‘The well has run dry’: 43 million Americas set to miss food stamps payments as Trump’s USDA blames Democrats

Nearly 42 million Americans and their families who rely on federal food assistance will not receive aid on November 1 without urgent funding from Congress, according to Donald Trump’s administration.
A notice on the Department of Agriculture’s website claims “the well has run dry” for the Supplemental Nutrition Assistance Program — and explicitly blames Senate Democrats for the ongoing impasse in Congress over a temporary funding measure that would end the federal government shutdown, which is now stretching into a fifth week.
The message, echoing the recent wave of partisan attacks on government websites, states “there will be no benefits” November 1.

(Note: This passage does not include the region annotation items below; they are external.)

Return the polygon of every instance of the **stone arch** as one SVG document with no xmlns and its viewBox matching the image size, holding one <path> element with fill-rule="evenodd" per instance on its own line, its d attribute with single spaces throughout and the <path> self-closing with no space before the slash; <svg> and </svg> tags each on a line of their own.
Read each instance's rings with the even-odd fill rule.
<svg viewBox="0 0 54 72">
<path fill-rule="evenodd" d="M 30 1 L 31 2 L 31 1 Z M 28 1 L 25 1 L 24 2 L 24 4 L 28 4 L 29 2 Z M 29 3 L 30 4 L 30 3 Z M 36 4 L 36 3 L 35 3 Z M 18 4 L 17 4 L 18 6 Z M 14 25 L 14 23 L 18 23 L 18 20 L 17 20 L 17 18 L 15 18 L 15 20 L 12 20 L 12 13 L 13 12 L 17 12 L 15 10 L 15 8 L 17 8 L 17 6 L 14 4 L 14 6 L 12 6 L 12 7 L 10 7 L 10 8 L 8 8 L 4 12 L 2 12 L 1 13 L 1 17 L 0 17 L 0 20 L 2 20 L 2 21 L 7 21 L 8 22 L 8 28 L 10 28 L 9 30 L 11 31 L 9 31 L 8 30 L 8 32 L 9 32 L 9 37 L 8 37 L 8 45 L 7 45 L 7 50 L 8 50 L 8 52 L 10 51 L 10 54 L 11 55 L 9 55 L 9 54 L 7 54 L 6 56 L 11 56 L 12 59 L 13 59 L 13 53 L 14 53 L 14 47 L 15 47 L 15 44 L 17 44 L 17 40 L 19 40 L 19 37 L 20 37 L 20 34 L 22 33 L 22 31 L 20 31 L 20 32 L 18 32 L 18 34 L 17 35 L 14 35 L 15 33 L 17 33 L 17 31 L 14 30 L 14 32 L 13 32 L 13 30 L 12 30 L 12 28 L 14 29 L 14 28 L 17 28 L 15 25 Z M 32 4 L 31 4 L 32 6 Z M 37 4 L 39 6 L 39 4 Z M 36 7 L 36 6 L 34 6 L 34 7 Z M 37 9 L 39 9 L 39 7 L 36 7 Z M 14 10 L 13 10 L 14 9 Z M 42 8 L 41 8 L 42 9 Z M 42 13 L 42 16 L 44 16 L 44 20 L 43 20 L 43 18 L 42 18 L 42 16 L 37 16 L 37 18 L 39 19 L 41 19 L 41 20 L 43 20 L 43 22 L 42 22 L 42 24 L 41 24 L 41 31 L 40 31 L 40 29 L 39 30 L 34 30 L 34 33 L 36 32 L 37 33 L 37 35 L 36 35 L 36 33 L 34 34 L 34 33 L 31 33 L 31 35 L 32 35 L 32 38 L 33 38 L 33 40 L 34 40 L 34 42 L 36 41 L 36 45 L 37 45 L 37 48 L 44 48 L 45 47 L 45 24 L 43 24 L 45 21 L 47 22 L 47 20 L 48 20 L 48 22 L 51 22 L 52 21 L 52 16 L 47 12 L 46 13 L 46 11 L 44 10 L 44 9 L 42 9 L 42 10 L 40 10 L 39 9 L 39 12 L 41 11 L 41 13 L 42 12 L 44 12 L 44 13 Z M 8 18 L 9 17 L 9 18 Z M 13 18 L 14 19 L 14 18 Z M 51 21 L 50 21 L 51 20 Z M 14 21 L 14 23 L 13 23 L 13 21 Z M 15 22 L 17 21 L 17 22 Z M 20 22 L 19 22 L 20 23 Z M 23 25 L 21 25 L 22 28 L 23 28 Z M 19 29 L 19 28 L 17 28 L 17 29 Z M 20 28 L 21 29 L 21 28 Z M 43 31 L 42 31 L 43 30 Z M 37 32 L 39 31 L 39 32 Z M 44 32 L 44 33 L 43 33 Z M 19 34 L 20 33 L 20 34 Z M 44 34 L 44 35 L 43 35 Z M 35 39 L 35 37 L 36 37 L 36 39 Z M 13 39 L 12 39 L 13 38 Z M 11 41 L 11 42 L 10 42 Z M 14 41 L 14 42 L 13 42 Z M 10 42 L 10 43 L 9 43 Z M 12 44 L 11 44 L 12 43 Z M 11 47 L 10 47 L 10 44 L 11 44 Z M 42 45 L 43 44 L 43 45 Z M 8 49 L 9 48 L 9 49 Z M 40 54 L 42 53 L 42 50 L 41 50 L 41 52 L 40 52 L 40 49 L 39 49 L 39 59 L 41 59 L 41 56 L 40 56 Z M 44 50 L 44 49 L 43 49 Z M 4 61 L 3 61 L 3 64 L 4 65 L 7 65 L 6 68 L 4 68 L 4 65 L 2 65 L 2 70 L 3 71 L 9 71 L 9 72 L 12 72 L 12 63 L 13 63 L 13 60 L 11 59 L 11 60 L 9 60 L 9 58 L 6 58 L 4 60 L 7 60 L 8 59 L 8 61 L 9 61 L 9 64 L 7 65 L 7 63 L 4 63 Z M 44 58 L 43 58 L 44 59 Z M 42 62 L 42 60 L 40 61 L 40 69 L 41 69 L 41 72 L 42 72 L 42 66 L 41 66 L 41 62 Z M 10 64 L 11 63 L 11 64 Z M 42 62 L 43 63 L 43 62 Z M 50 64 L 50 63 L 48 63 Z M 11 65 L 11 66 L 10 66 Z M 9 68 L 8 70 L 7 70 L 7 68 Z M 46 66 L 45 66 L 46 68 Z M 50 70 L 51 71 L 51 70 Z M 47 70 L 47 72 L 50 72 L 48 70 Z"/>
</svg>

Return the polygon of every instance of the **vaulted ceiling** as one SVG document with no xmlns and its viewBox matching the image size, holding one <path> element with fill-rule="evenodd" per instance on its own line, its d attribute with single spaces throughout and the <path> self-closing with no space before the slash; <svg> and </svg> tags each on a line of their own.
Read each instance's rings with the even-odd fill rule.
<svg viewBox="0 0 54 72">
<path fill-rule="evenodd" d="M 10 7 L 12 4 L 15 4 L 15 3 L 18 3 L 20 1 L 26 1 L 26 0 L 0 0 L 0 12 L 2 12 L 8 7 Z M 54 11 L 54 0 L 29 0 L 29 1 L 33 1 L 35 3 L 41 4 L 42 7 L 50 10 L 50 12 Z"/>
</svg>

The Trump administration also does not plan to tap into billions of dollars in emergency funds to keep benefits running into next month — marking a reversal from the USDA’s position just weeks earlier. That contingency plan, which was issued last month, said the agency would rely on a multi-year contingency plan to continue supporting SNAP. It has now been removed from the USDA’s website.

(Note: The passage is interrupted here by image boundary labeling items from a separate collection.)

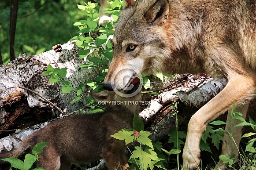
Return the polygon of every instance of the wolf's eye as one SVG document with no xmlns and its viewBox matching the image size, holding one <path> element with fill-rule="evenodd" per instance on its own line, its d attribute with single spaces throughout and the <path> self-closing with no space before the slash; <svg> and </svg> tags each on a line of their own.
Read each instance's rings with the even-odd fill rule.
<svg viewBox="0 0 256 170">
<path fill-rule="evenodd" d="M 127 48 L 126 51 L 127 52 L 132 51 L 134 50 L 135 48 L 136 48 L 136 47 L 137 47 L 137 46 L 136 46 L 136 45 L 133 44 L 129 45 L 128 47 Z"/>
</svg>

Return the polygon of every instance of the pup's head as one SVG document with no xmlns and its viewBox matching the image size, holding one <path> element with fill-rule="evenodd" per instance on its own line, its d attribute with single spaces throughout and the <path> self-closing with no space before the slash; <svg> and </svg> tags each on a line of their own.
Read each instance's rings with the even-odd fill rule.
<svg viewBox="0 0 256 170">
<path fill-rule="evenodd" d="M 91 95 L 98 103 L 107 104 L 110 108 L 115 110 L 127 109 L 132 113 L 138 113 L 140 107 L 134 102 L 139 101 L 141 99 L 140 90 L 137 90 L 140 86 L 140 81 L 137 77 L 134 79 L 130 86 L 130 89 L 118 91 L 121 95 L 115 91 L 108 90 L 93 93 Z"/>
<path fill-rule="evenodd" d="M 167 55 L 160 50 L 164 44 L 156 32 L 160 31 L 157 28 L 165 24 L 168 17 L 168 0 L 126 2 L 112 40 L 114 56 L 103 84 L 108 90 L 121 90 L 129 87 L 143 72 L 160 72 L 161 64 L 152 58 Z"/>
</svg>

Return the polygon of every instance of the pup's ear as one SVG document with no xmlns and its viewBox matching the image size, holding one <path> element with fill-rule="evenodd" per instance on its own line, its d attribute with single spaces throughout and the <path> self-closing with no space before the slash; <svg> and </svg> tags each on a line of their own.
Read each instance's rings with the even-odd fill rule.
<svg viewBox="0 0 256 170">
<path fill-rule="evenodd" d="M 146 12 L 144 17 L 147 22 L 160 26 L 168 19 L 169 7 L 168 0 L 157 0 Z"/>
<path fill-rule="evenodd" d="M 107 101 L 108 98 L 108 93 L 107 90 L 104 90 L 99 92 L 93 93 L 91 94 L 93 99 L 96 102 L 100 101 Z"/>
<path fill-rule="evenodd" d="M 122 9 L 132 7 L 133 6 L 136 5 L 137 4 L 137 3 L 135 2 L 134 0 L 124 0 Z"/>
</svg>

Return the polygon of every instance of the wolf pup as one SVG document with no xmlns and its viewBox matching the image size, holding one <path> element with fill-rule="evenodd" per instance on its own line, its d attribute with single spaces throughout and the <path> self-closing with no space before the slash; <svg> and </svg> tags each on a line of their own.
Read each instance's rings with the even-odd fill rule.
<svg viewBox="0 0 256 170">
<path fill-rule="evenodd" d="M 133 91 L 132 89 L 126 92 Z M 29 147 L 48 141 L 43 152 L 39 155 L 37 167 L 47 170 L 69 170 L 72 162 L 84 163 L 103 158 L 111 170 L 129 168 L 124 141 L 110 135 L 132 127 L 133 115 L 139 112 L 140 107 L 124 101 L 137 101 L 140 95 L 124 98 L 113 91 L 92 94 L 96 101 L 113 103 L 118 101 L 122 105 L 109 105 L 104 112 L 73 115 L 57 120 L 28 136 L 11 151 L 0 153 L 0 158 L 17 157 Z"/>
<path fill-rule="evenodd" d="M 228 80 L 224 89 L 189 123 L 183 164 L 184 169 L 197 169 L 200 139 L 207 124 L 230 109 L 234 102 L 236 112 L 245 117 L 256 94 L 256 1 L 126 1 L 115 26 L 114 54 L 104 83 L 105 90 L 113 90 L 111 85 L 121 90 L 138 71 L 207 72 Z M 239 123 L 230 117 L 230 112 L 227 130 Z M 231 132 L 236 144 L 225 134 L 222 154 L 236 154 L 237 158 L 235 146 L 239 145 L 241 128 Z M 219 163 L 219 169 L 224 169 Z"/>
</svg>

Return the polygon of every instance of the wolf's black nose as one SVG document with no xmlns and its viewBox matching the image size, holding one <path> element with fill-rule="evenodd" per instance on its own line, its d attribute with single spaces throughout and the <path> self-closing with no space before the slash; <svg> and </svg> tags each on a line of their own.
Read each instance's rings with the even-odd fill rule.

“Bottom line, the well has run dry,” according to the latest notice. “At this time, there will be no benefits issued November 1. We are approaching an inflection point for Senate Democrats.”
SNAP funds, which are distributed by the federal government to states each month, were administered through October because funding for the program was allocated before the shutdown began October 1.
But in a letter October 10, the program’s acting administrator Ronald Ward claimed that benefits for funding would stop flowing to states if the shutdown continued past the end of the month.
“As stated in our lapse of appropriation correspondence dated October 1, 2025, SNAP has funding available for benefits and operations through the month of October,” he wrote. “However, if the current lapse in appropriations continues, there will be insufficient funds to pay full November SNAP benefits for approximately 42 million individuals across the nation.”
SNAP recipients receive roughly $188 per person per month, or about $6 per day. Those funds are administered on prepaid cards that can be used for grocery store staples.
The program provides roughly nine meals for every one meal provided by a food pantry, according to advocates.
Food banks across the country were already reporting greater demands for food assistance than what they saw even at the height of the COVID-19 pandemic. Community food pantries were already stretched thin from years of rising food costs and growing food insecurity, with more than 47 million Americans at some point within the last year not having enough food to eat or knowing where their next meal is coming from, according to the USDA’s most recent report.
Now they’re bracing for impact as millions of people stand to lose critical benefits that keep families out of hunger.
Feeding America, which supports more than 200 food banks across the country, called on USDA Secretary Brooke Rollins and officials to “use all available avenues to protect families impacted by the ongoing shutdown, without delay.”
“We are not alone in our understanding that families everywhere are on the brink of, or have already been forced to make, impossible choices between food and other necessities like housing and health care,” Feeding America CEO Claire Babineaux-Fontenot said in a statement.